Fortunately the areas of Seville that really should not be missed are fairly centrally located, and can be easily visited on a day trip from our Andalucia villa. This city has always been well-known (or notorious!) in Europe. Named Hispalis by the Romans, it subsequently became a major city in Moorish Spain. The Almohad dynasty was responsible for the construction of the magnificent Giralda tower which now adorns just about every piece of Sevillian memorabilia. Once the minaret of the Almohad mosque, it was retained when the mosque was destroyed and is still Seville’s crowning glory today. Those who wish to see the view from the top will appreciate the fact that there are sloping ramps rather than stairs, created so that King Fernando III could ride his horse to the top. The lower half of the Giralda is the original Moorish tower, while the ornate top is a later Renaissance addition.

The Almohad mosque was destroyed to make way for Seville’s gargantuan cathedral. It took over one hundred years to build and its founders intended to build a church so large “that everyone, on beholding it, will take us for madmen”. They certainly succeeded - it is officially the largest cathedral in the world and contains magnificent works of art by Goya and Murillo among others. The Patio de los Naranjos (Courtyard of the Orange Trees) still remains and calls to mind the original mosque.

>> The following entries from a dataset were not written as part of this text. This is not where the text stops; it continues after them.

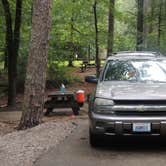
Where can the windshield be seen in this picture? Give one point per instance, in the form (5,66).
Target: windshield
(135,70)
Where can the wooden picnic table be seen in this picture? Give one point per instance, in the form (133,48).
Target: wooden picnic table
(58,99)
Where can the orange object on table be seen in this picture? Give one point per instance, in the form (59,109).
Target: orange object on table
(80,96)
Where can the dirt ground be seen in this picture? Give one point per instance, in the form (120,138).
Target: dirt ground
(7,126)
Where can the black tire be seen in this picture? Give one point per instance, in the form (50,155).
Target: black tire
(91,79)
(76,112)
(48,111)
(94,139)
(76,109)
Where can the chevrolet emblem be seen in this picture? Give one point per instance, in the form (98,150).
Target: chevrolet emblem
(140,108)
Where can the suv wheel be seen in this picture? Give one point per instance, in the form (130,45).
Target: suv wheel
(94,139)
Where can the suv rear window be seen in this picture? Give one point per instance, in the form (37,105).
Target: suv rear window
(135,70)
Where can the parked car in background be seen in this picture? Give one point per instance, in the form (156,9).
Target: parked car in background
(130,97)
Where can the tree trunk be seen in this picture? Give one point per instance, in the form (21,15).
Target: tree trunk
(37,65)
(12,46)
(110,28)
(159,25)
(140,17)
(10,54)
(96,38)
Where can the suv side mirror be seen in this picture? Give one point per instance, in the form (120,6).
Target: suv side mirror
(91,79)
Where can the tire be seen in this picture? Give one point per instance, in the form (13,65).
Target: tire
(48,111)
(91,79)
(76,109)
(94,139)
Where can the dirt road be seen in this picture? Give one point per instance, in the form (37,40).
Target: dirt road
(76,151)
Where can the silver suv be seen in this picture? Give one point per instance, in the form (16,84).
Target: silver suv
(130,97)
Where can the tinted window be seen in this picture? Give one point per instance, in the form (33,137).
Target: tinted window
(138,70)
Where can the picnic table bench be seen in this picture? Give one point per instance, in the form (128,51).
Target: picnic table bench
(62,100)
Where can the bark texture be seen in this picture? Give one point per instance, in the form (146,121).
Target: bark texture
(96,38)
(110,28)
(37,65)
(12,47)
(140,19)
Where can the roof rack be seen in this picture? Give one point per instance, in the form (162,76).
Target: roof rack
(149,52)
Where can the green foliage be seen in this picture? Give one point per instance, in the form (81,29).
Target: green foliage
(58,74)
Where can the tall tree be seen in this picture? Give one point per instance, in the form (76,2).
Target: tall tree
(12,47)
(96,38)
(159,23)
(140,19)
(37,65)
(110,27)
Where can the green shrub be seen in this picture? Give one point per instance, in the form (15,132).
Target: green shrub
(58,75)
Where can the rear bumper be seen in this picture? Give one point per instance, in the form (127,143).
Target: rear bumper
(122,125)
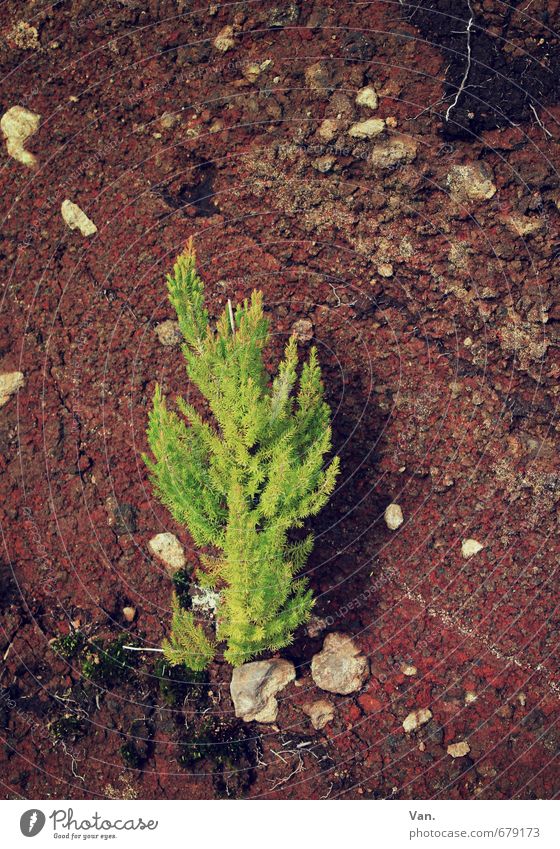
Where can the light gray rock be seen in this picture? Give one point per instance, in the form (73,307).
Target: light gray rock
(303,330)
(167,548)
(17,125)
(169,333)
(340,667)
(473,181)
(393,517)
(395,151)
(254,687)
(367,129)
(10,383)
(416,719)
(76,218)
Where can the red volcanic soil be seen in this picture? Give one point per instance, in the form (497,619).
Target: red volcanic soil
(434,305)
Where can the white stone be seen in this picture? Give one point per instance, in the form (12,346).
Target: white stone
(10,383)
(393,152)
(169,333)
(416,719)
(340,667)
(458,750)
(367,97)
(320,713)
(302,330)
(224,41)
(470,547)
(129,613)
(76,219)
(254,687)
(472,181)
(393,517)
(167,548)
(367,129)
(18,124)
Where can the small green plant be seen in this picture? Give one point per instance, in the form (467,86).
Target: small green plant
(242,480)
(106,663)
(69,645)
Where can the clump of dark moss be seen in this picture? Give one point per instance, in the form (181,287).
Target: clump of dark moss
(177,684)
(229,749)
(182,581)
(67,728)
(109,662)
(138,748)
(70,645)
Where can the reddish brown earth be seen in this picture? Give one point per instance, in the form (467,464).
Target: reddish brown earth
(443,376)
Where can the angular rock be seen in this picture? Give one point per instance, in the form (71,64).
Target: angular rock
(416,719)
(340,667)
(303,330)
(395,151)
(317,77)
(471,182)
(458,750)
(367,129)
(167,548)
(18,124)
(323,164)
(77,219)
(225,40)
(254,687)
(393,517)
(169,333)
(328,129)
(10,383)
(470,547)
(129,613)
(320,712)
(367,97)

After the Islamic rulers were ejected from their territories the Christian kings continued to make use of their craftsmen, resulting in a decorative style known as mudejar. This style can be seen at its most impressive in the Alcazar of Seville. Built on the site of a Moorish fort by the aptly-named Pedro the Cruel in 1366, its palatial rooms are the apex of mudejar craftsmanship. Later additions were built by Isabel La Catolica to plan expeditions to the New World, which set off from Seville at that time. The beautiful Moorish-style gardens of the Alcazar are a wonderful place to wander after a busy morning’s sightseeing before returning to our villa in Andalucia.

Seville reached the peak of its prosperity during Spanish domination of the trade routes with the Americas in the sixteenth century. Silver-laden treasure ships arrived in great numbers during these years, bringing great wealth to Spain and to many of Seville’s inhabitants. The Archive of the Indies in Seville is one of the world’s richest historical archives and contains some 80 million pages from this era, many as yet unreviewed by scholars. Christopher Columbus himself is (probably!) buried in Seville cathedral. Seville’s glory days lasted until the silting of the Guadalquivir led to its eclipse as gateway to the Americas by the Atlantic port of Cadiz.

In 1929 Seville was the location for an Ibero-American exhibition, which resulted in the construction of the Plaza de Espana next to the subtropical gardens of Maria Luisa park, one of the most beautiful parks in Europe. It is such a delight to wander among the exotic palms, finding endless secret and shaded corners in which to relax on the benches covered with typical Seville azulejos (tiles). I can think of no better place to escape from the summer heat. Children in particular will enjoy the horse-drawn carriage rides through the park, just as they will also enjoy a trip to the pirate ships and roller coasters of Isla Mágica, Andalucia’s largest theme park, on the other side of the river!

Another wonderful place to escape the heat and soak up the real atmosphere of Seville is the Barrio Santa Cruz, a maze of typical Andalucian narrow streets with elegant old houses and cool patios. Locals claim that the temperature in this area is 3 degrees lower than in the rest of Seville! Now the most sought-after area of Seville, the Barrio is the ideal location for an evening paseo, sampling delicious tapas in the innumerable bars and restaurants to the sounds of nearby flamenco music. Among the many souvenir shops of Santa Cruz you can pick up beautiful sevillano ceramics or a stunning hand-embroidered Andalucian shawl. Serious shoppers should also not miss the ceramics available in the atmospheric former gypsy district of Triana on the other side of the Guadalquivir.

Seville is a wonderful place to visit at any time of year. Many visitors try to plan their trips to coincide with the unforgettably emotional processions of Holy Week or with the exuberant festivities of the April Fair shortly afterwards. However you plan your trip to our Andalucia villa, you are certain to experience the true spirit of Andalucia in Seville.